Research paper by S H SH Parker, A J AJ Klaus

Indexed on: 06 Oct '97Published on: 06 Oct '97Published in: Radiographics : a review publication of the Radiological Society of North America, Inc


A recently developed method of minimally invasive breast biopsy involves use of a directional, vacuum-assisted instrument. Use of this instrument requires some changes in techniques and applications of breast biopsy, but it enables confident biopsy of breast lesions under both ultrasound (US) and stereotactic guidance. The device uses vacuum to pull tissue into the probe and to remove the specimen without withdrawing the probe each time. For stereotactic biopsy, to target the lesion, the probe is placed anterior or posterior to the lesion and stereotactic positioning views are obtained; for a US-guided procedure, the probe is advanced posterior to the lesion. Next, the direction that the probe aperture must be rotated to face the lesion is determined. Tissue samples are obtained at consecutive clock positions of 1 1/2-hour intervals to achieve contiguous sampling.
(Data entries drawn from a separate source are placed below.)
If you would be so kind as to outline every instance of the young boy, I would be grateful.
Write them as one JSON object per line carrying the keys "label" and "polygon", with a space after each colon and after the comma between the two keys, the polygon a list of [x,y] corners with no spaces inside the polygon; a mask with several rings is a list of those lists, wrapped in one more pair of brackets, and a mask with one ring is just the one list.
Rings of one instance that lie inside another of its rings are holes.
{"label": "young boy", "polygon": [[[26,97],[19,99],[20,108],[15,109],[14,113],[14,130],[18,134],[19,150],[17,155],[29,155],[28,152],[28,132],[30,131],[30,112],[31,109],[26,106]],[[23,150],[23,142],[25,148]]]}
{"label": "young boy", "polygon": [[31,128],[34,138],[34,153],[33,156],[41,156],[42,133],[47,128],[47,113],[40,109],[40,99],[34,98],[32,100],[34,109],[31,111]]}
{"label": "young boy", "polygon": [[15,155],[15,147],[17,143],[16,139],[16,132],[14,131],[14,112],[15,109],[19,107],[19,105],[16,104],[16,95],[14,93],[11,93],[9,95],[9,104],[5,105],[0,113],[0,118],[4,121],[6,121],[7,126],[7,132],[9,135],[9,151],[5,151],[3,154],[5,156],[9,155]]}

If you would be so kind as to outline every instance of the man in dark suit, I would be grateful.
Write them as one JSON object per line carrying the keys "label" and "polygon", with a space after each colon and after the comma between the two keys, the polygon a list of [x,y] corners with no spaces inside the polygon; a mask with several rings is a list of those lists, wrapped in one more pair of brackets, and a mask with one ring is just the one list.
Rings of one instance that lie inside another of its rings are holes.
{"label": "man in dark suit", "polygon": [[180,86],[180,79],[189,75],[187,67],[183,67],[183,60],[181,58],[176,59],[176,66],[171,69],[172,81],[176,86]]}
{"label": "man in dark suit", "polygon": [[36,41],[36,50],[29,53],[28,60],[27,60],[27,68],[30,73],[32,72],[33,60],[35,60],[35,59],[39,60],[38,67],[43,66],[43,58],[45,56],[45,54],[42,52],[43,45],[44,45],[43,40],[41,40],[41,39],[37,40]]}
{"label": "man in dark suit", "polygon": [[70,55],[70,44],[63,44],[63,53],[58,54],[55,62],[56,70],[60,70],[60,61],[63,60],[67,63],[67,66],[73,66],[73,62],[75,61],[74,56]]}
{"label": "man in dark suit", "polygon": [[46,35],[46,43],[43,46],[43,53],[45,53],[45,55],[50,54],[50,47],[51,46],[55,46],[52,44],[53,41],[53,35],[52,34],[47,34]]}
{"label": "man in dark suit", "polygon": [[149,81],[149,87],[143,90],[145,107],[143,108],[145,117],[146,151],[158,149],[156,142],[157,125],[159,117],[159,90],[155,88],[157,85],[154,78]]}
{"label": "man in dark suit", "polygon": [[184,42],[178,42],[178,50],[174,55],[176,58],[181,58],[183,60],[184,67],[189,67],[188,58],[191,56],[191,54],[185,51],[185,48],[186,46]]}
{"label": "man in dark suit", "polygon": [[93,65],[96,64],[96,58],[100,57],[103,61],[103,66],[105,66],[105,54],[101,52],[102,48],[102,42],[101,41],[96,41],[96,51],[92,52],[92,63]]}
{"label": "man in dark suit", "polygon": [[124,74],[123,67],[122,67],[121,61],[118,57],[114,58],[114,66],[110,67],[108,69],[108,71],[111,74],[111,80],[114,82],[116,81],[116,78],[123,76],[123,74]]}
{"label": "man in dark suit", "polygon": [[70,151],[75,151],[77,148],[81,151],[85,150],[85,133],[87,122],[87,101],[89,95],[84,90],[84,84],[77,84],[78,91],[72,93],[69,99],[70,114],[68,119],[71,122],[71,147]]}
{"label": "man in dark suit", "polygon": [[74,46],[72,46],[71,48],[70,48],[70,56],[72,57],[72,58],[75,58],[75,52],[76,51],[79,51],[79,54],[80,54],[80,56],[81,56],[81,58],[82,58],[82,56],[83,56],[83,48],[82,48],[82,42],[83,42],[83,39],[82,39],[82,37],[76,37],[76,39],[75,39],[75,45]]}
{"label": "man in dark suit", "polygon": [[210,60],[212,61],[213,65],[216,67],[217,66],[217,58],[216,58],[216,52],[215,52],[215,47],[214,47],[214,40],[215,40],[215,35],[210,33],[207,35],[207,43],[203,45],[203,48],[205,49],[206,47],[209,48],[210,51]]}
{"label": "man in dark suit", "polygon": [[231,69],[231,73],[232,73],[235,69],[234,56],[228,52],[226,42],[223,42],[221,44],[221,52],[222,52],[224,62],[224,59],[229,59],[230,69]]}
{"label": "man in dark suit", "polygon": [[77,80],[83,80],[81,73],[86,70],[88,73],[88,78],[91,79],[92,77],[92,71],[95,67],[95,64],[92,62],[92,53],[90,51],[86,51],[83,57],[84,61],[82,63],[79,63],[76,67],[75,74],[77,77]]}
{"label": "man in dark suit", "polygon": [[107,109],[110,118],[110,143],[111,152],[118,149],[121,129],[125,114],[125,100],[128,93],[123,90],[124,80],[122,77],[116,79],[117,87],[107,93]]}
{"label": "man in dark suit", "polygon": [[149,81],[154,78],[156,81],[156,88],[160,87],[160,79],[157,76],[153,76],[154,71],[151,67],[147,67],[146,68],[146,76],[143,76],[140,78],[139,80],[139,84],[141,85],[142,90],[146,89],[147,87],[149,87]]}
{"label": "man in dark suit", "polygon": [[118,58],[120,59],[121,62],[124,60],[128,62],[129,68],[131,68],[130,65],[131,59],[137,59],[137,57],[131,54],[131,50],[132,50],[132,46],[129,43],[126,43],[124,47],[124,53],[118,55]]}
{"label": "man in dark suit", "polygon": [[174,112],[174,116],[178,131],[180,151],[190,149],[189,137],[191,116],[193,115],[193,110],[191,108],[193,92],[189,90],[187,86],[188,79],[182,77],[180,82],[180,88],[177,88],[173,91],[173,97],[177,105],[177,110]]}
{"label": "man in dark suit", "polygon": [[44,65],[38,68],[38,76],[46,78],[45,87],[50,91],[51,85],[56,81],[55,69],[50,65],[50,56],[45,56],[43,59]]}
At least 15 samples are obtained with an 11-gauge probe to acquire a minimum of 1,500 mg of tissue. If postbiopsy images reveal that the lesion has been removed, a percutaneous clip is placed to mark the biopsy site for follow-up examination and possible further treatment. Patients are examined the next day and given the biopsy results and treatment considerations, if needed; they are followed up approximately 1 week later to detect any complications (eg, discomfort, ecchymosis). By learning how to perform a directional, vacuum-assisted biopsy with either stereotactic or US guidance, the radiologist has an additional, valuable tool for bringing accurate breast biopsy to his or her community.